The advocacy organization’s president reported his constituents want assurance their management of more than 140 million acres of private land already voluntarily enrolled in state and local conservation programs, will be recognized under any new framework.
“America’s agriculturalists are asking whether their good work will be recognized by the administration,” wrote Duvall, of reaction that has included observers labelling the plan a “land grab.”
“The concerns of farmers and ranchers are escalating regarding the intent of the 30×30 goal, the definition of conservation, and the metrics for defining success, among other things,” he added.
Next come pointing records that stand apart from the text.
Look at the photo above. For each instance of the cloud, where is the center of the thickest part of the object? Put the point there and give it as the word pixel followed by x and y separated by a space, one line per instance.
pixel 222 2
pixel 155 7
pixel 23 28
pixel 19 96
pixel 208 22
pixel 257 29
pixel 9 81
Climate-focused spending is also a focus of the Biden Administration’s $2 trillion American Jobs Plan, which inspired a $568 billion rejoinder written by Republicans who accuse Democrats of presenting their entire environmental agenda as an infrastructure package. The competing proposals dictate that the political and cultural divisions that have slowed US progress on other issues in recent years are being translated into opposing definitions of what constitutes “infrastructure.”
In the latest edition of its quarterly report The Feed, Farmer Mac explored how US ag could be influenced by increased spending in clearly infrastructure-related areas like rural broadband, photovoltaics, roads, bridges and port development. The recent suggestion by a New York Times columnist that the infrastructure plan be expanded to include a “moonshot” for plant-based meat suggests agriculture-focused investors would be well-served to keep an eye on the ‘what is infrastructure?’ debate as it develops.
Private firms in and around agriculture already report increasing interest in natural capital opportunities that harness the growing willingness among local, state and federal lawmakers to consider new approaches to managing public goods. A USDA-sponsored report published in 2019 surveyed 127 sustainable agriculture investment strategies, and found state and federal income tax credits for conservation easements to be the only one established enough to scale.
Any effort to build up agricultural conservation or regenerative incentive programs will indeed confront the same challenge highlighted by Duvall of balancing the need for changes that would not have occurred otherwise with the contributions of long-established producers. Private capital could help overcome such challenges, but further defining investors’ role in carbon, water and mitigation markets will require supportive policy frameworks that are not yet possible.
Though the particularly busy agenda guiding the Biden administration’s transition to power has left space for uncertainty, its effort to strike a new balance between public and private interests while integrating climate change into infrastructure spending could help clear a path for investors into burgeoning ag-related markets.